Medicine (Baltimore). 2020 Feb;99(9):e19334. doi: 10.1097/MD.0000000000019334.
Primary osteoporosis (PO) is a common disease that was characterized by a systemic impairment of bone mass and microarchitecture that results in fragility fractures and constitutes a pressing public health problem. But the effect of acupuncture or moxibustion treatment for PO is controversial.To provide a comprehensive systematic overview of current evidence from systematic reviews (SR)/Meta-analysis of acupuncture treatment for PO pertaining to risk of bias, quality of evidence and report quality.A total of 9 international and Chinese databases were searched for SR/meta-analysis of randomized controlled trials (RCTs).
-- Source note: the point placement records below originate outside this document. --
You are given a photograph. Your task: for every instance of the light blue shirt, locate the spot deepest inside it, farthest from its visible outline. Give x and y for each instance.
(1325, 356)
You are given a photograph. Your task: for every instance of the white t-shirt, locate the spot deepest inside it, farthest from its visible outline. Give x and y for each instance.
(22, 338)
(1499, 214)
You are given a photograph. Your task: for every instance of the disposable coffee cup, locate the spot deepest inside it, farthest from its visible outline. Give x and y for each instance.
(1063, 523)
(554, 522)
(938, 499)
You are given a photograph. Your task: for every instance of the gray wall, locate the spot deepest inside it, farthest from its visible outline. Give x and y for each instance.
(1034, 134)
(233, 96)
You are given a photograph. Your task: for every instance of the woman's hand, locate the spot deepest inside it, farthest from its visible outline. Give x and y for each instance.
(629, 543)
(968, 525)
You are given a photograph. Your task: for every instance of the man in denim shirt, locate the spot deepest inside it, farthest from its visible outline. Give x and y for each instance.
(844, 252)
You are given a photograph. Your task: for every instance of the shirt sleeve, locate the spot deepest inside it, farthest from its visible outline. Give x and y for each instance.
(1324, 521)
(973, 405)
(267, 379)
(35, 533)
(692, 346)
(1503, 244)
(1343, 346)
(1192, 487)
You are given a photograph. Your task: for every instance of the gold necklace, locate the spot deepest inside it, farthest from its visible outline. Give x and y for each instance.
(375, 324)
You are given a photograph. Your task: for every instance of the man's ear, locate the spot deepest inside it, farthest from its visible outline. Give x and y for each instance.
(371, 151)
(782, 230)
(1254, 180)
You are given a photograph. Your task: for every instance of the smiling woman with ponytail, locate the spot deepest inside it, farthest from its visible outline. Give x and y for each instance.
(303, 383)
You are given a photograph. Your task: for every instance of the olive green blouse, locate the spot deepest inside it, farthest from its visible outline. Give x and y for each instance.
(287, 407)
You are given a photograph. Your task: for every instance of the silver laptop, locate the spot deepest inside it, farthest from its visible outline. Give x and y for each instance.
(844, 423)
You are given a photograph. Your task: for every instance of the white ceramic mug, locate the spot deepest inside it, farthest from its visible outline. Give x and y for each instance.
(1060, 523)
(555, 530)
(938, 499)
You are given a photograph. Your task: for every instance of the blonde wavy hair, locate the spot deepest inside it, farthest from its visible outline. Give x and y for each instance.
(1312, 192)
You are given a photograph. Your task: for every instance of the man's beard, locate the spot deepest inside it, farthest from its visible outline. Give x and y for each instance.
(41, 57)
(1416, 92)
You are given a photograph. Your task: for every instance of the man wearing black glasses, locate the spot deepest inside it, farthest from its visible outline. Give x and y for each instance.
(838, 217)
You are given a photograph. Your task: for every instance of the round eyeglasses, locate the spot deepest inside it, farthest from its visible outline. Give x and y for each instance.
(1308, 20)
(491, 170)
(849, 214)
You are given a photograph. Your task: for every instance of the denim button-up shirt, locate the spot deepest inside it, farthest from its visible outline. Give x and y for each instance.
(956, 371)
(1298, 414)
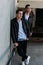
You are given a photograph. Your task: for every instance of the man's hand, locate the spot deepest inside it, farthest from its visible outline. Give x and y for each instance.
(30, 33)
(15, 44)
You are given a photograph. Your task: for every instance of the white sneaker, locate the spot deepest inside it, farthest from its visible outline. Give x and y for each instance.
(27, 60)
(23, 63)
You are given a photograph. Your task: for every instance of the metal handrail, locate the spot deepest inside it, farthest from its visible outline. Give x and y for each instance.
(11, 55)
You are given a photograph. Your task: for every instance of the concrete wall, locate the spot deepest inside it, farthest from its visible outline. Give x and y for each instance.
(7, 12)
(4, 31)
(33, 3)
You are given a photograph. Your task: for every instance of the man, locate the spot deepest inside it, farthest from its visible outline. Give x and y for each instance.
(28, 17)
(20, 35)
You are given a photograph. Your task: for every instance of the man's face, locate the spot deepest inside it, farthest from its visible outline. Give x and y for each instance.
(20, 14)
(28, 9)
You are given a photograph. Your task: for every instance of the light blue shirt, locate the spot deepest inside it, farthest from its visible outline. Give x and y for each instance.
(21, 33)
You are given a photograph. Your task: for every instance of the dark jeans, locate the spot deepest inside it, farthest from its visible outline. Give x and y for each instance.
(21, 49)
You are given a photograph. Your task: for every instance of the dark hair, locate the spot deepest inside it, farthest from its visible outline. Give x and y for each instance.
(18, 10)
(27, 5)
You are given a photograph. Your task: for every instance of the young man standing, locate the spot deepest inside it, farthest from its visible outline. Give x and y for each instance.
(20, 36)
(28, 17)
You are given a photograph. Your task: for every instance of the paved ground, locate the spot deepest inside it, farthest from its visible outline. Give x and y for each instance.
(35, 50)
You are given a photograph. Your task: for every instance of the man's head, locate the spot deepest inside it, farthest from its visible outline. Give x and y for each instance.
(19, 13)
(28, 8)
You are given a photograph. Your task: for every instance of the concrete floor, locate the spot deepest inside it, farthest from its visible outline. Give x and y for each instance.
(35, 50)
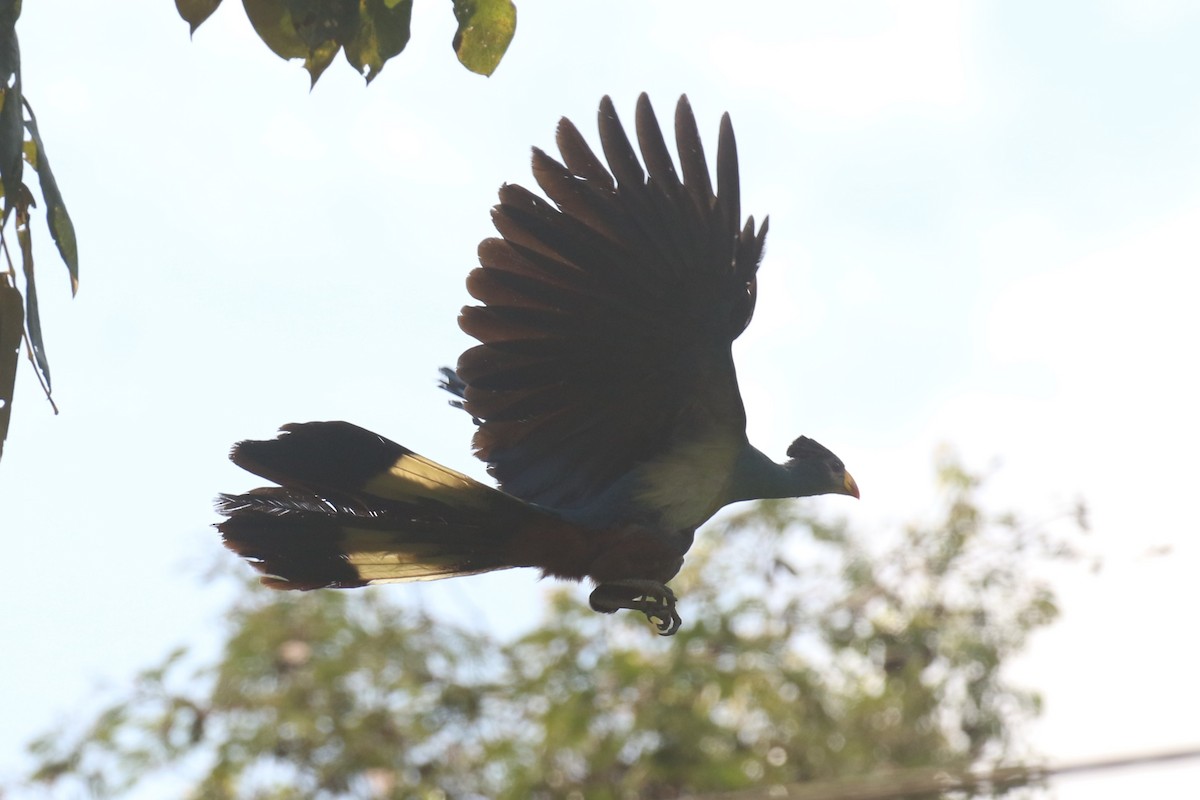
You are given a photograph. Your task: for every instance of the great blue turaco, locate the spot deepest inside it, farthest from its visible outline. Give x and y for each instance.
(603, 390)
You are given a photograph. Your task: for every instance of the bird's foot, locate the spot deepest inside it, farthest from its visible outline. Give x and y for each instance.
(653, 599)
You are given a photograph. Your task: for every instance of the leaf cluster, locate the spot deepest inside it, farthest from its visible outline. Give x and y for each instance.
(367, 31)
(810, 654)
(21, 144)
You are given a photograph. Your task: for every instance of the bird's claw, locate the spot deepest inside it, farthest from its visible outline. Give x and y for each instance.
(651, 597)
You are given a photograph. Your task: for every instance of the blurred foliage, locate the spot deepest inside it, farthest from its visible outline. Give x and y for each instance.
(810, 653)
(21, 143)
(369, 31)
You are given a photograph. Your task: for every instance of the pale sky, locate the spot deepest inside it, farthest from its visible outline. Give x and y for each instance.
(985, 233)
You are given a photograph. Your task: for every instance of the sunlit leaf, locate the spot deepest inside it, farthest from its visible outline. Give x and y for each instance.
(485, 30)
(313, 30)
(273, 23)
(196, 11)
(12, 323)
(57, 217)
(383, 32)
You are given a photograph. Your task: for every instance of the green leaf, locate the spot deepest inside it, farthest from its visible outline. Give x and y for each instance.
(12, 323)
(273, 23)
(33, 319)
(485, 30)
(313, 30)
(195, 12)
(11, 133)
(57, 217)
(383, 32)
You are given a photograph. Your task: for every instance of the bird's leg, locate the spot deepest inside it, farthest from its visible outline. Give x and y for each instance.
(653, 599)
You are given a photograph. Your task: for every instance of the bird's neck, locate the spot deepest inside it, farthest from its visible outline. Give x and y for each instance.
(756, 476)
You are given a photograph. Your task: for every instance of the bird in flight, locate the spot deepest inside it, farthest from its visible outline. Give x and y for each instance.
(603, 390)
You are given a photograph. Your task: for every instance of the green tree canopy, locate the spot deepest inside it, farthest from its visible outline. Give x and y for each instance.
(811, 653)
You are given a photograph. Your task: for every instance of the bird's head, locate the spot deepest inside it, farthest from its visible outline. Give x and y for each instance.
(820, 469)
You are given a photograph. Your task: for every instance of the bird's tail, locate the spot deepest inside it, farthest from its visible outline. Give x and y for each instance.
(354, 509)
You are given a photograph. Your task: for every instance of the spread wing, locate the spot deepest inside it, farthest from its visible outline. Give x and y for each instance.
(607, 313)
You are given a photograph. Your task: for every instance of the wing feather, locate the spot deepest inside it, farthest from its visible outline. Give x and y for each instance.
(607, 311)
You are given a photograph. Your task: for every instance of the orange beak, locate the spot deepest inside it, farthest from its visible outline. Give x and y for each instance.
(850, 486)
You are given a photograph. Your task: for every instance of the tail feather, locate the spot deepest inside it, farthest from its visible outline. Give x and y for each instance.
(354, 509)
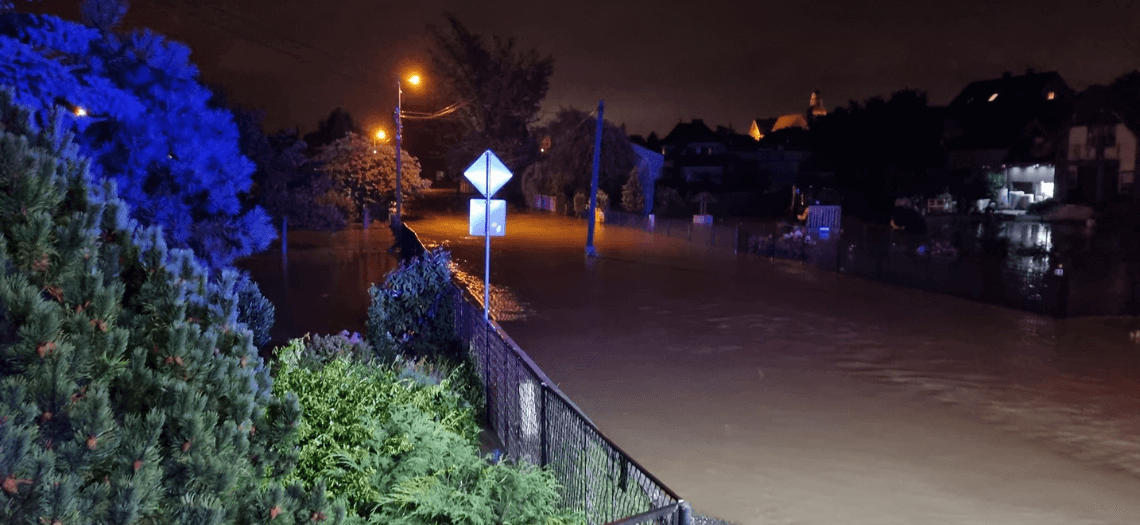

The risk of bias of SR/meta-analysis was appraised using the risk of bias in systematic reviews (ROBIS) instrument, the quality of the evidence was evaluated via Grading of Recommendations Assessment, Development and Evaluation (GRADE), and the report quality of the included studies are estimated by Preferred Reporting Items for Systematic Reviews and Meta-analyses (PRISMA).According to ROBIS, only 2 articles were with risk of low bias; according to PRISMA, and most articles were reported incomplete, mainly in Q2, Q7, Q24, and Q27; according to GRADE, a total of 28 outcome indicators were evaluated under 4 different interventions of experimental group and control group: the evidence quality of bone mineral density (BMD) from treatment of acupuncture and moxibustion/acupuncture and moxibustion plus was high or moderate; Visual Analogue Score (VAS) of acupuncture plus moxibustion or acupuncture plus moxibustion plus other was low or very low; clinical effectiveness of acupuncture plus moxibustion or acupuncture plus moxibustion plus other was uncertain
.Acupuncture and moxibustion can improve the BMD of PO patients according to high-quality evidence, and may benefit VAS, pain score, clinical efficacy based on moderate or low-quality evidence. Further research that provides higher quality evidence of SR/RCTs of acupuncture and moxibustion treatment for PO is required.